本发明涉及一种靶向表达PMSA表面抗原的细胞的嵌合抗原受体,包含PSMA抗原结合结构域、跨膜结构域和细胞内信号结构域,所述PSMA结合结构域的氨基酸序列如SEQ ID NO:1所示。本发明还涉及编码所述嵌合抗原受体的核酸,还涉及表达所述嵌合抗原受体的重组表达载体。通过将本发明的嵌合抗原受体表达于T细胞中可使得到CAR‑T细胞能够有效并且特异性地靶向表达PMSA表面抗原的恶性细胞,从而为治疗一些表达PMSA表面抗原的肿瘤,例如前列腺癌等,提供更高效的方法。

Description

一种靶向表达PSMA表面抗原的细胞的嵌合抗原受体
技术领域
本发明涉及细胞免疫治疗技术领域,具体涉及一种靶向表达PSMA表面抗原的细胞的嵌合抗原受体及其编码序列和表达载体。
背景技术
前列腺癌是男性中最常见的恶性肿瘤并且排在癌症死亡原因的第二位。局限型前列腺癌通常使用手术或放射进行治疗,复发性疾病可使用雄激素撤除暂时控制。然而,几乎所有的前列腺癌最终都会变成激素耐受性,然后迅速发展。激素耐受性或雄激素非依赖性前列腺癌已证明很大程度上抵抗常规化学疗法。除了姑息治疗之外,唯一获批的化学疗法是与泼尼松组合的多西他赛,其提供了有限的(2.4个月)的生存效果。需要新的分子靶向疗法。
PSMA是一种前列腺细胞膜上的Ⅱ型跨膜糖蛋白,由三个结构域组成,其氨基端位于细胞膜内,共含750个氨基酸,其中胞内段19个,跨膜段24个,胞外段707个,其胞内段和胞外段有多个抗原表位,与多种蛋白有着密切联系。免疫组化显示,PSMA在前列腺的正常组织,良性增生组织,上皮内增生,癌组织中均有表达,且表达强度依次上升,在前列腺癌中表达强度最高;在前列腺癌淋巴结转移灶,骨转移灶中表达呈阳性。同时PSMA在多种非前列腺的恶性肿瘤也有一定的表达,这些肿瘤主要包括肾透明细胞癌,膀胱移行细胞癌,结肠腺癌,胰导管癌,非小细胞肺癌,如组织肉瘤,乳腺癌等。
PSMA具有较高的特异性和位于前列腺上皮细胞膜的特性,其在前列腺癌及其转移灶中表达增高,在前列腺癌的靶向治疗中具有重要意义。
嵌合抗原受体主要由两部分构成,一端位于细胞外能够特异性识别癌细胞表面的某一抗原,另一端位于胞内含有信号激活元件(如T细胞受体的Zeta链),起传递信号激活T细胞的作用。将识别肿瘤表面特异性抗原的单克隆抗体高变区序列在体外重组、亚克隆为单链抗体片段(Single chain antibody fragment of variable regions,scFv),再与其他基因的跨膜蛋白片段和胞内信号肽融合形成人造的嵌合抗原受体(Chimeric antigenreceptor,CAR),转染至T细胞内而形成嵌合抗原受体T细胞(Chimeric antigen receptor,CAR-T)。在这种治疗方法中,CAR的作用至关重要。嵌合抗原受体包括单链抗体结构域、跨膜结构域、胞内信号结构域。其中,单链抗体结构域将免疫细胞靶向目标细胞,胞内信号结构域释放胞内信号,启动免疫细胞的杀伤活性。
发明内容
为了克服现有技术中存在的缺点和不足,本发明提供了一种靶向表达PSMA表面抗原的细胞的嵌合抗原受体,包含PSMA结合结构域、跨膜结构域和细胞内信号结构域,所述PSMA结合结构域的氨基酸序列如SEQ ID NO:1所示。

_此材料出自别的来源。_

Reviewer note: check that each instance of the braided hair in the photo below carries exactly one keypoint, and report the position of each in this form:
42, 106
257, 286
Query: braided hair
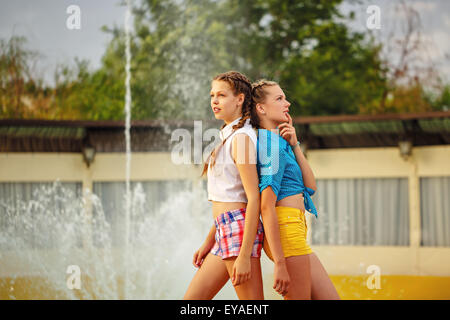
239, 83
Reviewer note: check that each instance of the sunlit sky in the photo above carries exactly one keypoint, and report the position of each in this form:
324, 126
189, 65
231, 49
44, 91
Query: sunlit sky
43, 23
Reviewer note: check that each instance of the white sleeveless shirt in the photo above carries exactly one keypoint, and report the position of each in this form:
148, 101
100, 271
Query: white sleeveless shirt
224, 180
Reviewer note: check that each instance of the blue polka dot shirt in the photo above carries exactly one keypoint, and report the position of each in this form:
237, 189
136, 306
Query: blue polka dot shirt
278, 168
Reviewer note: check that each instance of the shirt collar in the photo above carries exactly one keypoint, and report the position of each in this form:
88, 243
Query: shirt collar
228, 129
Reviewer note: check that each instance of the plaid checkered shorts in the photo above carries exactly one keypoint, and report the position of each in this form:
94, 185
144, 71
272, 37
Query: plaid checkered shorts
230, 232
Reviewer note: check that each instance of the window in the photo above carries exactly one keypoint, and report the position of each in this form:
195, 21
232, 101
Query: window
366, 212
435, 211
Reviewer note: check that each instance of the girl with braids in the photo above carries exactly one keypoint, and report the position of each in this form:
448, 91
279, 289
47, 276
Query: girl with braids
286, 185
233, 246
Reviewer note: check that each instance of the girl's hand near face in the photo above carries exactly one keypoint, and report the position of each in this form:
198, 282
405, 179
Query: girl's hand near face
287, 131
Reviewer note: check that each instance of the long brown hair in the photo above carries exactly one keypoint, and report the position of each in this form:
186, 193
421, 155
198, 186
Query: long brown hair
239, 83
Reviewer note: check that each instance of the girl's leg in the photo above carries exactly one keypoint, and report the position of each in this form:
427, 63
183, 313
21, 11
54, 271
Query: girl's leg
322, 288
208, 280
299, 270
253, 288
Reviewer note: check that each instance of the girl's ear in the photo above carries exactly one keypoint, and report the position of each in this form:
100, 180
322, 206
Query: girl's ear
241, 98
260, 108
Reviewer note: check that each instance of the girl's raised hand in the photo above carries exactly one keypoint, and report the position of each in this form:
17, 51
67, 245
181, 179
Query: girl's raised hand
287, 131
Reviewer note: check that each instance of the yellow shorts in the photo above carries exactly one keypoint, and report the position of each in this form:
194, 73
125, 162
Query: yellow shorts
293, 231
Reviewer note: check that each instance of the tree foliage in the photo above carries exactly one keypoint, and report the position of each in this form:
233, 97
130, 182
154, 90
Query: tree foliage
179, 45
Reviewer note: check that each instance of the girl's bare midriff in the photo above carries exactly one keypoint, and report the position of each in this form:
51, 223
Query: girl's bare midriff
294, 201
221, 207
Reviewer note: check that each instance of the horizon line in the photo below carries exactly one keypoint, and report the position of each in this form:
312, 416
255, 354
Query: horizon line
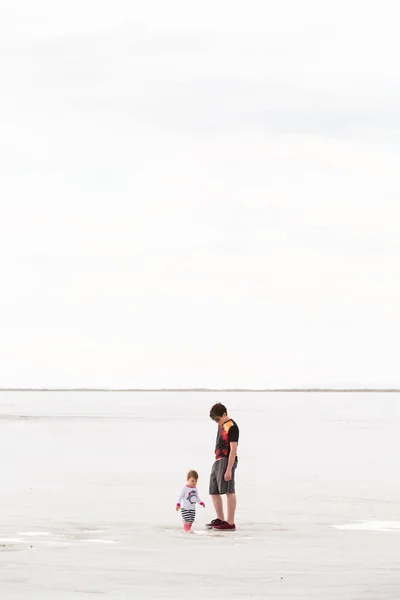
213, 390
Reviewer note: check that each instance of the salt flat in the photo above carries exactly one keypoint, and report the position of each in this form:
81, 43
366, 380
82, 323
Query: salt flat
89, 482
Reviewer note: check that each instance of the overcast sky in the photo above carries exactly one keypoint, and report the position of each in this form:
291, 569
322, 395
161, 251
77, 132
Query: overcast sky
199, 194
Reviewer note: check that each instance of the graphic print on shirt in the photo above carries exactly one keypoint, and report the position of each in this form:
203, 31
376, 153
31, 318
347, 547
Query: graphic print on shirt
192, 497
227, 433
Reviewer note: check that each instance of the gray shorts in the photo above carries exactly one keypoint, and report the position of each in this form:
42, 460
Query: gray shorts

优选地,所述跨膜结构域为CD8,其氨基酸序列如SEQ ID NO:2所示。
优选地,所述胞内结构域肽段为共刺激信号分子,选自CD28、4-1BB、CD3ζ的胞内结构域肽段中的一种或多种。更为优选的,所述细胞内信号结构域由CD28、4-1BB和CD3组成,其氨基酸序列如SEQ ID NO:3所示。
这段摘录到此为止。